AI Article Synopsis

  • The Texas Department of State Health Services initiated a new state-funded epidemiologist (SFE) program in response to increasing foodborne illnesses and disease investigations, seeking funding from the legislature in 2013 and 2015.
  • A survey of 32 local health departments in Texas showed that 66% of SFEs had specialized epidemiology training, contributing significantly to the epidemiology workforce, with SFEs making up around 40% of that workforce in these departments.
  • The program successfully increased the epidemiologist capacity from 0.28 to 0.47 per 100,000 people, highlighting the effectiveness of capacity funding in enhancing public health preparedness in local areas.

Article Abstract

Objectives: In response to increasing caseloads of foodborne illnesses and high consequence infectious disease investigations, the Texas Department of State Health Services (DSHS) requested funding from the Texas Legislature in 2013 and 2015 for a new state-funded epidemiologist (SFE) program.

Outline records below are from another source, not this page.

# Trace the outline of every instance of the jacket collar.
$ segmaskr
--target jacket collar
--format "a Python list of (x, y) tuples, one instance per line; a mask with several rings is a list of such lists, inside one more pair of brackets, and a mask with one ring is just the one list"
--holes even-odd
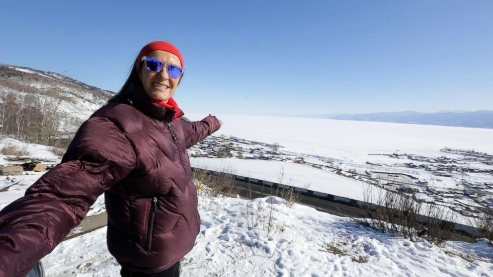
[(134, 86), (129, 88), (127, 95), (131, 105), (150, 117), (169, 122), (184, 114), (172, 98), (169, 98), (167, 103), (157, 99), (152, 101), (141, 88)]

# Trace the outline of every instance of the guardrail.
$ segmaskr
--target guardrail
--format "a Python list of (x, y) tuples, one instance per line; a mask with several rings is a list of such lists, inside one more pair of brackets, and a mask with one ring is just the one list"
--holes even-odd
[[(337, 203), (339, 204), (352, 207), (353, 208), (359, 209), (362, 211), (366, 211), (366, 210), (362, 208), (361, 207), (371, 207), (371, 209), (373, 210), (374, 210), (376, 208), (384, 208), (382, 206), (379, 206), (378, 205), (374, 204), (373, 203), (369, 203), (368, 202), (365, 202), (364, 201), (361, 201), (360, 200), (356, 200), (355, 199), (351, 199), (350, 198), (347, 198), (347, 197), (343, 197), (338, 196), (337, 195), (334, 195), (328, 193), (315, 191), (311, 190), (303, 189), (302, 188), (292, 187), (283, 184), (280, 184), (278, 183), (270, 182), (268, 181), (264, 181), (256, 178), (246, 177), (246, 176), (242, 176), (241, 175), (237, 175), (236, 174), (232, 174), (231, 173), (225, 173), (223, 172), (215, 171), (214, 170), (210, 170), (208, 169), (203, 169), (202, 168), (192, 167), (192, 172), (195, 170), (205, 171), (207, 174), (212, 175), (214, 175), (218, 177), (221, 176), (223, 177), (234, 178), (235, 180), (237, 181), (244, 182), (250, 184), (254, 184), (255, 185), (263, 186), (264, 187), (271, 188), (274, 189), (279, 189), (280, 190), (287, 190), (292, 188), (295, 192), (298, 193), (300, 194), (303, 195), (307, 196), (310, 197), (315, 197), (318, 199), (326, 200), (328, 202)], [(438, 218), (428, 218), (426, 216), (419, 214), (417, 215), (418, 215), (418, 218), (417, 218), (418, 220), (419, 220), (421, 222), (425, 224), (428, 223), (427, 222), (427, 220), (428, 219), (433, 221), (434, 221), (434, 220), (441, 220)], [(447, 223), (452, 224), (453, 226), (454, 231), (456, 233), (473, 237), (478, 237), (480, 235), (481, 232), (479, 231), (479, 230), (478, 228), (475, 228), (474, 227), (467, 225), (464, 225), (463, 224), (457, 223), (457, 222), (452, 222), (450, 221), (447, 221), (446, 220), (443, 220), (443, 221), (446, 222)]]

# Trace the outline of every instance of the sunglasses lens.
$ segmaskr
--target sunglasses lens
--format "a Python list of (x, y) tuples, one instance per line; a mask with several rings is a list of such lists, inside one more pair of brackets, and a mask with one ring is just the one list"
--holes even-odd
[(171, 78), (178, 78), (181, 75), (181, 71), (183, 69), (176, 66), (170, 65), (168, 66), (168, 74)]
[(148, 69), (157, 72), (163, 68), (163, 63), (156, 59), (148, 58), (146, 59), (146, 66)]

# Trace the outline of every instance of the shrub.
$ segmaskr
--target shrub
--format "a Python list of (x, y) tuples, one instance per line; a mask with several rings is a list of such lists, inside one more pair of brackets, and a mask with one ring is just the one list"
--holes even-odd
[(66, 151), (66, 149), (65, 149), (57, 148), (56, 147), (50, 147), (49, 149), (50, 151), (52, 153), (61, 157), (63, 156), (63, 155), (65, 154), (65, 151)]
[(216, 170), (221, 172), (218, 175), (212, 175), (206, 169), (195, 169), (193, 170), (192, 179), (211, 189), (211, 195), (234, 196), (237, 190), (235, 187), (235, 175), (231, 166)]
[(425, 207), (402, 192), (379, 193), (377, 199), (373, 199), (371, 189), (364, 195), (365, 202), (374, 204), (360, 207), (367, 214), (362, 222), (371, 228), (394, 237), (402, 236), (412, 241), (421, 237), (436, 245), (452, 235), (453, 213), (445, 207), (434, 204)]

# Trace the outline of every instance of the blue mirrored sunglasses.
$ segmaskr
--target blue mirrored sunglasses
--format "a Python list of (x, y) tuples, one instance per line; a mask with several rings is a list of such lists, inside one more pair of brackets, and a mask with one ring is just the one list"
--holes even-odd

Methods: Primary cross-sectional survey data were collected from 32 of 40 local health departments (LHDs) via an online instrument and analyzed to quantify roles, responsibilities, and training of epidemiologists in Texas in 2017 and compared to similar state health department assessments.

Results: Sixty-six percent of SFEs had epidemiology-specific training (eg, master's in public health) compared to 45% in state health department estimates. For LHDs included in this study, the mean number of epidemiologists per 100 000 was 0.73 in medium LHDs and 0.46 in large LHDs. SFE positions make up approximately 40% of the LHD epidemiology workforce of all sizes and 56% of medium-sized LHD epidemiology staff in Texas specifically.

Conclusions: Through this program, DSHS increased epidemiology capacity almost twofold from 0.28 to 0.47 epidemiologists per 100 000 people. These findings suggest that capacity funding programs like this improve epidemiology capacity in local jurisdictions and should be considered in other regions to improve general public health preparedness and epidemiology capacity.